Raman spectroscopy for a rapid diagnosis of sickle cell disease in human blood samples: a preliminary study.

Raman spectroscopy has been proposed as a tool for diagnosis of human blood diseases aiming a quick and accurate diagnosis. Sickle cell disease arises in infancy and causes a severe anemia; thus, an early diagnosis may avoid pathological complications such as vasoocclusion, hemolytic anemia, retinopathy, cardiovascular disease, and infections. This work evaluated spectral differences between hemoglobin S (HbS) and hemoglobin A (HbA) to be used in a diagnostic model based on principal components analysis. Blood samples of patients with a previous diagnosis of sickle cell disease were hemolyzed with water, centrifuged, and the pellet was collected with a pipette.
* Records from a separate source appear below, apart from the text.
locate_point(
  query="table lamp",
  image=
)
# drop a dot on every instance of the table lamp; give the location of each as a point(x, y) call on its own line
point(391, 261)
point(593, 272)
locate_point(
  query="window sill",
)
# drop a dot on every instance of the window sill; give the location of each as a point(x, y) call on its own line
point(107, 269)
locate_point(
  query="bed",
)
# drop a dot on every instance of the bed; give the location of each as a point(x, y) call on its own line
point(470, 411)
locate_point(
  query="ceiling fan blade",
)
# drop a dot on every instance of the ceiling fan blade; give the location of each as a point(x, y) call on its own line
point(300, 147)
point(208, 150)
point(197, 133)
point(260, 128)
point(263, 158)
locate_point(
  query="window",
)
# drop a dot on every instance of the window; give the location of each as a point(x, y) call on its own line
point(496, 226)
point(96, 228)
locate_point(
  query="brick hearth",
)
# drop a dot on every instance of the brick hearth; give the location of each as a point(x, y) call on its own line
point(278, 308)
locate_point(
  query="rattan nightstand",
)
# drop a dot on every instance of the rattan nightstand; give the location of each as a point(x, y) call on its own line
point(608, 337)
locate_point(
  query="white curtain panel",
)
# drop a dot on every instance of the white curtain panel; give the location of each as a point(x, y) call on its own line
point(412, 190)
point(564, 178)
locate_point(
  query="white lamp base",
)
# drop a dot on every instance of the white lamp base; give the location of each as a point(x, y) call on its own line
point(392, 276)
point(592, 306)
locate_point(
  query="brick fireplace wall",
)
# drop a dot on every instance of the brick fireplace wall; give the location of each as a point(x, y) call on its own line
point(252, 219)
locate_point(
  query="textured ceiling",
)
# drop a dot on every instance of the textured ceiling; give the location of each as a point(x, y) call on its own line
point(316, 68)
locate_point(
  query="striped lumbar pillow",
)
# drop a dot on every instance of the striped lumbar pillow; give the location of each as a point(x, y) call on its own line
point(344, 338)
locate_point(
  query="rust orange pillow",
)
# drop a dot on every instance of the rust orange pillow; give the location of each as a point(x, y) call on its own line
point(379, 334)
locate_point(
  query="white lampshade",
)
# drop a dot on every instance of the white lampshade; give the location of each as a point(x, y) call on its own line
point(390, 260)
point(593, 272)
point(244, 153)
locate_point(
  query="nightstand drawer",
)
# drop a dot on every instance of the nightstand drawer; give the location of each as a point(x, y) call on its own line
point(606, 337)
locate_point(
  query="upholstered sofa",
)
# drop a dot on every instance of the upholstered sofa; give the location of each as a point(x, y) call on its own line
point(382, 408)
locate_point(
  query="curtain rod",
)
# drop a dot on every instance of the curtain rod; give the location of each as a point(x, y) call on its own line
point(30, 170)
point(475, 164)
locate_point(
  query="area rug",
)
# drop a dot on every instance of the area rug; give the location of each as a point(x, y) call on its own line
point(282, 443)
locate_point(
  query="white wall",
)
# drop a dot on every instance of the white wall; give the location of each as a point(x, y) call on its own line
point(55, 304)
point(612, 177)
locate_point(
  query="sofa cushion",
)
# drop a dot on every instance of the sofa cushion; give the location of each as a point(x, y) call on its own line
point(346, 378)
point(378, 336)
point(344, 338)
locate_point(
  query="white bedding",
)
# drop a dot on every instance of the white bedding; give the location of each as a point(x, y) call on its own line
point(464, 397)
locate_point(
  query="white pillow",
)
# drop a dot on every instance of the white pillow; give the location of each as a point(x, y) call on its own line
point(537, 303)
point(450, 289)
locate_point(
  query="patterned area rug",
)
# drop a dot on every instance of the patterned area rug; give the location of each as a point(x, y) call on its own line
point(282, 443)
Near-infrared Raman spectra (830 nm, 200 mW) were obtained from these samples, and a model based on principal components analysis and Mahalanobis distance were used to discriminate HbA from HbS. Differences were found in the spectra of HbS and HbA, mainly in the 882 and 1,373 cm(-1) (valine, HbA) and 1,547 and 1,622 cm(-1) (glutamic acid, HbS). The spectral model could correctly discriminate 100% of the samples in the correspondent groups. Raman spectroscopy was able to detect the subtle changes in the polypeptide chain (valine and glutamic acid substitution) due to the sickle cell disease and could be used to discriminate blood samples with HbS from HbA with minimum sample preparations (hemolysis with water and centrifugation).